\[ \newcommand{\reel}{\mathbb{R}} \newcommand{\norm}[1]{\left\|#1\right\|} \newcommand{\esp}[1]{\mathbb{E}\left[#1\right]} \newcommand{\espr}[2]{\mathbb{E}_{#1}\left[#2\right]} \newcommand{\prox}[1]{\mathrm{prox}_{ #1}} \newcommand{\variance}[1]{\mathbb{V}\left[#1\right]} \]

Deep Learning: Do-It-Yourself!

Optimisation methods

Slides available at ai.honu.io.

Plan for today:

Introduction

Motivation

Given random variables $(X, Y) \in \mathcal{X}\times \mathcal{Y}$, a loss function $l: \mathcal{Y}\times\mathcal{Y} \rightarrow \reel$ and class of models $m : \mathcal{X} \rightarrow \mathcal{Y} \in \mathcal{M}$: \[ \min_{m \in \mathcal{M}} \espr{X, Y}{l(m(X), Y)} \]

In practice, $\mathcal{M} := \{ m_\theta | \theta \in \reel^d \}$.

\[ \min_{\theta \in \reel^d} F(\theta):= \espr{X, Y}{l(m_\theta(X), Y)} \]

Empirical risk minimization

In practice, no access to true distribution $X$ and $Y$.

Using a finite training dataset:

\[ \min_{\theta \in \reel^d} F_N(\theta):= \frac{1}{n}\sum_{i=1}^N{l(m_\theta(X_i), Y_i)} \]

If $N$ large enough, $F \approx F_N$. Hand-wavy application of Central Limit Theorem gives $F - F_N \approx \frac{1}{\sqrt{N}}$. Better bounds can be obtained under extra conditions.

See The Tradeoffs of Large Scale Learning, Bottou and Bousquet, NIPS 2008.

Plan for today:

Refresher on convex functions

Convex functions

Let $F(w) \in \reel$ with $w\in \reel^d$, we assume F twice differentiable.

$F$ is convex iif $\forall x, y \in \reel^d$, $t \in [0, 1]$, \[ F(t x + (1 - t) y) \leq t F(x) + (1-t) F(y) \]

or equivalently as a first order condition $\forall u \in \reel^d$, \[ F(x + u) \geq F(x) + F'(x)^T u. \]

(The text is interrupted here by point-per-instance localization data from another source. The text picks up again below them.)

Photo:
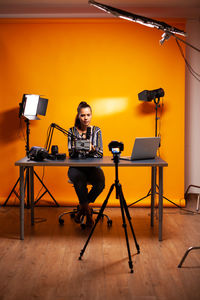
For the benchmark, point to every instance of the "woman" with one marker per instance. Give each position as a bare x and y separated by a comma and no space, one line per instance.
80,176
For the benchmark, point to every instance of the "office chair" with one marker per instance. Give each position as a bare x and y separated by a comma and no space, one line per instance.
73,212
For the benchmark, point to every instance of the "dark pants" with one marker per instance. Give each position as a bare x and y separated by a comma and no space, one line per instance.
80,178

More details: nice convex optimization class from UCLA, especially for all the basics on convex functions and convex inequalities.

$F(x) = x^2$

Smoothness

We say that $F$ is L-smooth when its gradient $F'$ is L-Liptchitz, \[ \norm{F'(x) - F'(y)} \leq L \norm{x - y}, \]

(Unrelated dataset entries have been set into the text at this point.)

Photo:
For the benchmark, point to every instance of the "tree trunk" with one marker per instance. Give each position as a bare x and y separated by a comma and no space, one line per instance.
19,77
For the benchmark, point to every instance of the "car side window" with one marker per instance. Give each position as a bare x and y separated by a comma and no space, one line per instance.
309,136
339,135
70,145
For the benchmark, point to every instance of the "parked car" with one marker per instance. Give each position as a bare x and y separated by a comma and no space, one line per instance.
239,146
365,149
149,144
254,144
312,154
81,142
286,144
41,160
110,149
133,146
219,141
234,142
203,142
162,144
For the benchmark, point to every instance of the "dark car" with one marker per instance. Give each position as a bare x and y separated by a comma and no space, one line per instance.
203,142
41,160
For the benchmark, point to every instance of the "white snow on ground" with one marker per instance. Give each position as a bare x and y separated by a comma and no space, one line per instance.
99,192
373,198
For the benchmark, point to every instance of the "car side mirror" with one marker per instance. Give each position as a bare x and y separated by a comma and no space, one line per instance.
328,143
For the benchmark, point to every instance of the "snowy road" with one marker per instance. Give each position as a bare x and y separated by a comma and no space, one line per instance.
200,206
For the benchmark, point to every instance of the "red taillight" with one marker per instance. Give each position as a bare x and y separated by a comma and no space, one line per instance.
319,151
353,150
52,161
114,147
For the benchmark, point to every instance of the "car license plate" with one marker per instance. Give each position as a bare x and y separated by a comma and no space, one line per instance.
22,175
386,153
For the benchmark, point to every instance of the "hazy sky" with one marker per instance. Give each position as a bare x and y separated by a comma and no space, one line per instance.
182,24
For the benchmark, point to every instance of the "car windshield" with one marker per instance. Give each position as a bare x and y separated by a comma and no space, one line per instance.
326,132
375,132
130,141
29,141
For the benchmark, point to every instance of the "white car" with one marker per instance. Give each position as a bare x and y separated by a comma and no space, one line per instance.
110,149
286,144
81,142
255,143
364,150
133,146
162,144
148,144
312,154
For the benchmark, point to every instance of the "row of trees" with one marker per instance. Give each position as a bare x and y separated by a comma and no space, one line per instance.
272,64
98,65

then \[ \forall x,y \in \reel^d, f(y) \leq F(x) + F'(x)^T (y-x) + \frac{L}{2} \norm{y-x}^2 \]

Strong convexity

We say that $F$ is strongly convex when for all $t \in ]0, 1[$, \[ F(t x + (1 - t) y) < t F(x) + (1-t) F(y) \]

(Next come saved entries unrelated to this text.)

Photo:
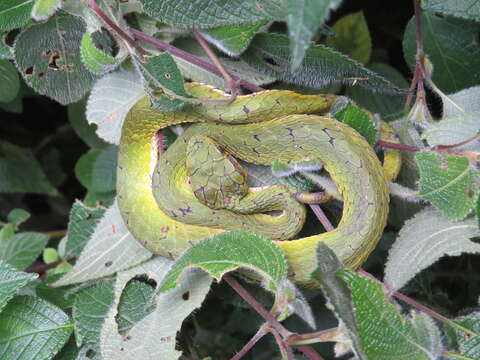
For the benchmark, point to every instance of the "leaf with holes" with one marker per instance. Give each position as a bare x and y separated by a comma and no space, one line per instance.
451,45
424,239
111,248
43,9
10,81
321,66
161,73
384,332
48,57
232,40
31,328
152,337
227,252
12,280
448,183
14,13
96,53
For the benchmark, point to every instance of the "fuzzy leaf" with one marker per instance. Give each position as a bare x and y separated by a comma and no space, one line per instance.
97,169
303,19
43,9
232,40
352,37
453,129
110,100
153,337
384,332
445,41
31,328
449,183
111,248
22,249
212,13
321,66
469,9
10,81
227,252
14,13
12,280
89,310
20,172
99,61
337,293
423,240
48,57
81,225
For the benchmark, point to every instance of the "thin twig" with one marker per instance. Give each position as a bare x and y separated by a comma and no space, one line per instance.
246,348
322,217
274,324
415,304
228,78
191,58
115,27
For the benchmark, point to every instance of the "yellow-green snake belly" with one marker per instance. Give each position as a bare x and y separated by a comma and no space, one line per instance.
259,128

or equivalently $\forall u \in \reel^d$, $u\neq 0$, \[ F(x + u) > F(x) + F'(x)^T u. \]

and $\mu$-strongly convex when \[ \forall x,y \in \reel^d, F(y) \geq F(x) + F'(x)^T (y-x) + \frac{\mu}{2} \norm{y - x}^2 \]

Convexity and Hessian

$F$ convex iif \[ F'' \succeq 0, \]

$F$ $\mu$-strongly convex iif \[ F'' \succeq \mu, \]

$F$ L-smooth iif \[ F'' \preceq L. \]

$F(x) = \log(1 + \exp(-x)) + \frac{0.1}{2}\norm{x}^2$

For any position $x_0$, $u \rightarrow F(x_0 + u)$ is always contained between two quadratic functions.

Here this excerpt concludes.